Variant calling for a set of samples

This is how to produce:

  • A VCF file containing a list of variants in a set of samples.
  • Various filtered VCF files and summaries.
  • Phylogenetic trees or nets.
  • A modified version of the reference sequence with the variants seen in a sample patched in.

Variant calling is actually performed automatically by the analyse-samples: tool we saw in Analyse gene expression patterns of a set of RNA-seq samples, the idea being that there’s no reason not to, and it might pick up a bodgy sample.
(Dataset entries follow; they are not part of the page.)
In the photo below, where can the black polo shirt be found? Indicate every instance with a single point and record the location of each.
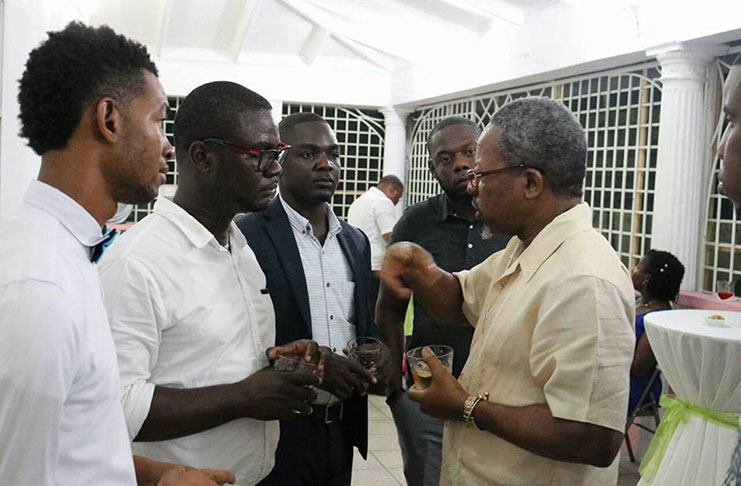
(456, 244)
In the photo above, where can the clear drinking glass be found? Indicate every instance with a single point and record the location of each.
(367, 351)
(420, 371)
(724, 289)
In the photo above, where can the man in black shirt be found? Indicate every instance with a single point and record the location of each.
(445, 226)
However here we’ll see how to run this pipeline manually, and the steps and assumptions in it.


This recipe assumes you have a set of working directories, either created using the analyse-samples: command we saw in Analyse gene expression patterns of a set of RNA-seq samples, or individually by analyse-sample: as in Analyse a single sample.

By default the analyse-samples: command actually already does variant calling!

Variant calling in a single command

nesoni analyse-variants: myvariants sample1 sample2 sample3

Variant calling as individual steps

The first step is to use the FreeBayes program developed by the Marth Lab to identify variants. By default Nesoni invokes FreeBayes with options that casts a wide net, because the next step will be to filter what it finds using our own statistical method. This includes by default specifying an high ploidy, 4, to encourage FreeBayes to find more alleles.

nesoni freebayes: rawvariants sample1 sample2 sample3

In default operation, the next step reduces the ploidy down to one, substitutes in a much more paranoid, and we believe realistic, genotype quality value, then filters on the basis of this genotype quality.

nesoni vcf-filter: filteredvariants rawvariants.vcf

This new genotype quality score is based on the following model: Alleles are drawn from an unknown mixture. Our belief about this mixture is represented as a Dirichlet distribution, the parameters of which are updated from some initial belief by observing the allele seen in each relevent read in turn. The genotype quality for a particular allele is then the probability that it makes up at least 50% (parameter --dirichlet-majority) of the mixture.

We can then annotate the variants using the snpEFF program. This requires specifying a reference directory (see Analyse a single sample).

nesoni snpeff: annotatedvariants myref filteredvariants.vcf

We can also patch the observed allele into each sample to produced “fixed” sequences.

nesoni vcf-patch: patched filteredvariants.vcf

Variant calling in a single command, with more options

The options available for freebayes:, vcf-filter:, and snpeff: can all be given in subsections of the analyse-variants: command.

Slicing and dicing variants

The tool vcf-nway: provides a way to select subsets of variants, for example based on snpEFF annotations, or subsets of samples. It can also output them in a variety of formats, and even invoke SplitsTree4 to construct a phylogenetic net.